А все это время, пока Лев вел переговоры с опасным собеседником, вооруженным мерзкой шваброй, Язык просчитывал ситуацию. Последнее, что он узнал, резко меняло дело и говорило ему о том, что их полет с Жопкой ушел с намеченной траектории, и они попали совсем не туда, куда надо, а значит и скорый выход для них тем самым оказался заказан, тем более, что ему уже приходилось встречаться с евреями, хотя в этой части космоса они оказались впервые.

Этого-то добра было в космосе полно везде.
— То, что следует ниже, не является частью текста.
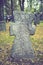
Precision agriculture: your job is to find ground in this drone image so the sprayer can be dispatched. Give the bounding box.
[0,22,43,65]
И где бы они раньше не работали, в каких бы удаленных уголках Космоса не летали по приказу Крошки Кэт, они, практически, всегда встречались с этим словом — еврей.

— Тоже миссию какую-то выполняют, — последнее, что успел подумать Язык, прежде чем Левушка снова вернулся к их разговору.

— Итак, — начал Валерьянович, явно показывая, что пора продолжить прерванный рассказ.

— Итак, — повторил Язык задумчиво, понимая, что надо сменить пластинку.

— Итак, — сказал он еще раз, — если не отвлекаться на частности, а кто ты это частность, которая не имеет никакого отношения к нашей миссии…

— Если бы не имела, вы бы в меня не влетели, — опять перебил его Козел, широко улыбаясь. Он уже понял, что совсем не случайно его происхождение вызвало такую реакцию новых друзей.

— Видимо, моя причастность к моей исторической Родине имеет куда более глубокие корни, чем я сам об этом знаю, — подумал он.

Но Язык уже определился с темой и не дал ему продолжить его размышления.

— Напомни мне, пожалуйста, семь чудес света вашей планеты, — он помнил по прошлым встречам с евреями, что те всегда обладали очень большим объемом информации.

— Статуи Гелиоса Родосского и Зевса, усыпальница царя Мавсола, Александрийский маяк, сады Семирамиды, Ебипетские пирамиды, — съехидничал Козел, — и это…, как его, седьмое…

— Точно еврей, — подумал Язык, — информацией обладает не всей до конца, но как всегда больше чем достаточно.

— Причиной всему, — громко продолжил Язык, сконцентрировав свои мысли, — является апогея периодов развития человечества.

— Подожди, а как же седьмое чудо света? Подскажи!

— Да плюнь ты на него, я и первых-то шести не знал, — засмеялся Язык, — слушай сюда.

— Каждый период человеческой цивилизации имеет свой точно установленный историей апогей. Апогеи периодов известных цивилизаций имели место в своей эпохе, когда вековой полюс переходил в столицу или, точнее, в центр владений народа лидера.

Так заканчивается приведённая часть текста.